Beyond the center hall, through an arched opening, there is a cross-hall (E-W) with the single stairway rising from west to east. Each end of the cross-hall has a door with sidelights. The east end is a grade level entry with small roof; the west end door leads to a porch, 6.5 feet above grade. Below this porch earth is retained -mirroring porch outlines- allowing a basement door with sidelights. This west basement door leads to a depressed terrace with stairs up to the lawn.

North of the cross-hall are two more rooms with back to back fireplaces. These rooms and cross-hall have 10' ceilings. North of the east rear room, there was once a kitchen wing (removed c. 2001) which allowed easy communication with the nearby summer kitchen.

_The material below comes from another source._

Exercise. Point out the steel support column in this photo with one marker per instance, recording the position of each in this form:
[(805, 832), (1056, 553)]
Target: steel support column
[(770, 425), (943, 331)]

All walls-including interior divisions are solid brick masonry. The second floor of the house is a near duplication of the first floor. Brentmoor was one of the earliest houses in Warrenton to incorporate indoor plumbing.

The only outbuildings remaining include a brick two-story-with attic summer-kitchen (16' x 20') and a brick smokehouse (13'x 13') which surround a brick paved courtyard space between the two; all is to the north of the house.